# lifespan of MM g porteri?



## ducks (Mar 28, 2010)

How long is it usual for a MM G porteri to live - and are there any signs of them being ready to go, or do they just curl up and die, as it were?

The boy's first T (Cedric, and no, I don't know why) is coming up for two years since his moult into an MM, and I wondered how long they typically live? I've found rough ideas, but nothing very species specific...


----------



## Poxicator (Nov 14, 2007)

Really depends how well its kept. Some people seem to decide their males will die off almost as soon as they mature. But, with watering and small feeding they last quite a while.
Grammostola, Brachypelma and Aphonopelma are likely to live a maximum of 3 years as MM, however there are always instances where they live even longer than that. The nail in the coffin is if they try to moult again.


----------



## spidersnake (Dec 1, 2009)

Males of nearly all species usually live 5-7 years.


----------



## Craig Mackay (Feb 2, 2009)

I have a MM G. porteri here that is pushing 4 years mature now. He's still making sperm webs, eating and drinking so he seems to be doing pretty well.


----------



## Stelios (Aug 28, 2009)

spidersnake said:


> Males of nearly all species usually live 5-7 years.


Piffle.


----------



## spidersnake (Dec 1, 2009)

spidersnake said:


> Males of nearly all species usually live 5-7 years.


I was only repeating what I have been told & read on many occasions. As I'm wrong I'll hold my hands up & admit my mistake.
So what is a reasonable life to expect from a male T?


----------



## 8and6 (Jan 19, 2010)

it varies vastly, as little as a year if you are lucky from species such as L.violaceopes,but G.porteri can live well in excess of 5 years if conditions are right


----------



## Craig Mackay (Feb 2, 2009)

spidersnake said:


> I was only repeating what I have been told & read on many occasions. As I'm wrong I'll hold my hands up & admit my mistake.
> So what is a reasonable life to expect from a male T?

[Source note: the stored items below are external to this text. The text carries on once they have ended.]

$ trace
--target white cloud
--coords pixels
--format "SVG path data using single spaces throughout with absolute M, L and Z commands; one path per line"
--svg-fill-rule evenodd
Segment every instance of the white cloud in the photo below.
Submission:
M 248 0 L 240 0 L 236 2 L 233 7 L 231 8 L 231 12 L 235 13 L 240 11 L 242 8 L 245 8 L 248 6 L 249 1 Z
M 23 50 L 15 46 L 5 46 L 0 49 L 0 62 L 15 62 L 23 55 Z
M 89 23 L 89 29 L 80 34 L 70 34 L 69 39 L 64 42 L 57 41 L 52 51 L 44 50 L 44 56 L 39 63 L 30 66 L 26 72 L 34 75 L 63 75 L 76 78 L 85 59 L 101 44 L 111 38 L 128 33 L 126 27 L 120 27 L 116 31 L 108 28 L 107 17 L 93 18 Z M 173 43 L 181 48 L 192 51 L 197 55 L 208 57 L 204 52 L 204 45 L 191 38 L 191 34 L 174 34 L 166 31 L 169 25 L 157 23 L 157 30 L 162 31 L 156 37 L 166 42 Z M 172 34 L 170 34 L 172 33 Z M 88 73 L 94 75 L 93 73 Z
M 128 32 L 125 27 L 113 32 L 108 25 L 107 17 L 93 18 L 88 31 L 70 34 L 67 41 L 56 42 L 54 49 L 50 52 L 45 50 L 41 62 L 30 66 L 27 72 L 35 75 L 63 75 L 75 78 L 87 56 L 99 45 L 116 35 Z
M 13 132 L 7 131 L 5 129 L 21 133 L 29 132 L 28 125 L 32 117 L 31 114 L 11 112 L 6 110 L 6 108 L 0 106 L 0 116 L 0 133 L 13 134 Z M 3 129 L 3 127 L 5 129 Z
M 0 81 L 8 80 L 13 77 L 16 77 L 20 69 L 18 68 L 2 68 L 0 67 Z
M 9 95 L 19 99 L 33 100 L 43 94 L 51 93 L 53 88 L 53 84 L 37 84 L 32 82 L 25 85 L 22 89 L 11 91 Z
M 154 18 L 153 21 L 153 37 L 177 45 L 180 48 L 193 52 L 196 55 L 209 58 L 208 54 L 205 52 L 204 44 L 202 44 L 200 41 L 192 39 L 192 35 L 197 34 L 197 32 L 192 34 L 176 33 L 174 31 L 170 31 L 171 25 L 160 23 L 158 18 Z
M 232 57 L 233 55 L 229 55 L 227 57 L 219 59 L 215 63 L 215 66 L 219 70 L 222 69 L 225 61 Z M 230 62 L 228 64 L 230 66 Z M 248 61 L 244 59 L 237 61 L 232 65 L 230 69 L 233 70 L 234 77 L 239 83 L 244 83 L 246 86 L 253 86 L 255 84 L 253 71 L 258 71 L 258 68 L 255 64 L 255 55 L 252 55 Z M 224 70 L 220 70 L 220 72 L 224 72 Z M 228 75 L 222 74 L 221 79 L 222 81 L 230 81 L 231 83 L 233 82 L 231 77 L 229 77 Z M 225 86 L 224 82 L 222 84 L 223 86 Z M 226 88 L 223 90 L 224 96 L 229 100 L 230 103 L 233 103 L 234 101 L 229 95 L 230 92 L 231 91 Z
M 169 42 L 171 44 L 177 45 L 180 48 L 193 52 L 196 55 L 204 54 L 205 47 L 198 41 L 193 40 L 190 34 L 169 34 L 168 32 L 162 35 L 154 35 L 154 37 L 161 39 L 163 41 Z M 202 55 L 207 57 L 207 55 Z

The original poster is referring to males once they have matured. Do you mean a total life expectancy from sling? It's largely species dependent but also influenced by other factors such as feeding and temperature. It's often said, at least in captivity, that longevity may be closely linked to growth rate which can be influenced by the rate/amount of feeding and temperature. In some species males may reach maturity in 12-24 months and last between 0-18 months once mature. In other species, usually the slow growing ones like Grammostola, males can take 5-10 years to reach sexual maturity and once mature tend to live on a fair bit longer relatively. These figures are rough approximations and it can vary wildly both between and within species.


----------



## ducks (Mar 28, 2010)

Thanks guys; so I reckon Cedric has life in him yet  Nice to know.


----------